Leserbrief zum Artikel Reden ist Silber: Klassismus
vom 22.03.2021:
Erst das Fressen ...
Gerhard Henschel tut so, als wäre er der letzte Verfechter des guten Sprachgeschmacks. Und dann geht er allen Ernstes her und verteidigt den Begriff »sozial Schwache«? Der kommt aus der gleichen Neusprech-Manufaktur wie das Unwort-Paar »Arbeitnehmer« und »Arbeitgeber«. Vordergründig hat man ihn als Euphemismus eingeführt, weil er angeblich weniger stigmatisierend ist als »arm« oder »mittellos«. Das wäre schlimm genug, denn er bringt dem Armen kein Stück Butter aufs Brot, aber dem Verwender das wohlige Gefühl, ein besonders rücksichtsvoller Mensch zu sein. Und so billig! Hintergründig verschiebt das Vernebelungswort die Schuld von den unzureichenden Verhältnissen auf das arme Individuum. Wo Armut ein wertfreier Begriff für einen Mangel an materiellem Wohlstand ist, da ist Schwäche eine Schuldzuweisung. Armut ist plötzlich keine Frage von Eigentumsverhältnissen mehr, von Unternehmensschließungen, Umstrukturierung zum Wohle der Shareholder, Niedrigstlöhnen oder der völlig unzureichenden Absicherung von Kindern, sondern Schwäche. Es ist ein als Rücksichtnahme getarnter Tritt in den Arsch: Nimm dich gefälligst zusammen, sei stark und verwertbar. Der Gipfel der Infamie ist es, Arme auch noch sozial schwach zu nennen, ganz so, als sei Besitz eine soziale Tugend. Wenn überhaupt, dann wäre es finanzielle Schwäche. Alleinerziehende Mütter, die es schaffen, ihre Kinder trotz materieller Not großzuziehen und ihnen eine anständige Bildung zu ermöglichen, sind sozial ganz offensichtlich stark. Sie sind die Gruppe mit dem größten Armutsrisiko. Menschen, deren Rente nach vierzig und mehr Jahren Arbeit nicht zum Leben reicht, haben keine sozialen Defizite. Sozial schwach sind diejenigen, die an den Armutslöhnen prächtig verdienen.

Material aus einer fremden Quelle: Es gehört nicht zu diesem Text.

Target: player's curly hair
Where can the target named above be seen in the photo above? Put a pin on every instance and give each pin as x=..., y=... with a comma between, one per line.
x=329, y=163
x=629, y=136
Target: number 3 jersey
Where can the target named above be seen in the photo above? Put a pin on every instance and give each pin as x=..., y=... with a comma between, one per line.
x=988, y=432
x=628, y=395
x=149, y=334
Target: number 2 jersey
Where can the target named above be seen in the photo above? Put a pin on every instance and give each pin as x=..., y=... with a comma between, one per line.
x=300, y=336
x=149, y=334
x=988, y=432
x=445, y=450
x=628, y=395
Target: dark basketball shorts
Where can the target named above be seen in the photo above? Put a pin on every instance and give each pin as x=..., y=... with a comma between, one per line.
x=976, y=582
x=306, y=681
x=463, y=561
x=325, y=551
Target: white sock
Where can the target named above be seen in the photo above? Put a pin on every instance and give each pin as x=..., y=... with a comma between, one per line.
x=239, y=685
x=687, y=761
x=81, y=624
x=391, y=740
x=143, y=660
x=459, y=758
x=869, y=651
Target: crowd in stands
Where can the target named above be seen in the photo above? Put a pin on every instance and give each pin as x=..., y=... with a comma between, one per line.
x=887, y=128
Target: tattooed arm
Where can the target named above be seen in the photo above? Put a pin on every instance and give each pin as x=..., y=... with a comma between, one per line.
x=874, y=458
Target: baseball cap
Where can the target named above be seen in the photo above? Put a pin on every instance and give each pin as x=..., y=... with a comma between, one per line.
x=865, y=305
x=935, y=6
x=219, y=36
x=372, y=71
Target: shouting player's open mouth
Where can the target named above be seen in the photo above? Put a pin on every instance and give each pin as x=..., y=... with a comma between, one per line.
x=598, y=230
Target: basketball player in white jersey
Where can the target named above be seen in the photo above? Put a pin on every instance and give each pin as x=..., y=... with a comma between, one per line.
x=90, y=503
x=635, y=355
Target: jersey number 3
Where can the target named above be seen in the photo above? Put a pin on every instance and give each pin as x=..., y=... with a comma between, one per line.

Es ist eine Frage des Anstandes und der sprachlichen Aufrichtigkeit, Arme arm zu nennen. Denn erst kommt das Fressen, dann kommt die Moral, und mit großem Abstand danach kommt die »achtsame« Sprache.
Es ist eine Frage des Anstandes und der sprachlichen Aufrichtigkeit, Arme arm zu nennen. Denn erst kommt das Fressen, dann kommt die Moral, und mit großem Abstand danach kommt die »achtsame« Sprache.
Veröffentlicht in der jungen Welt am 24.03.2021.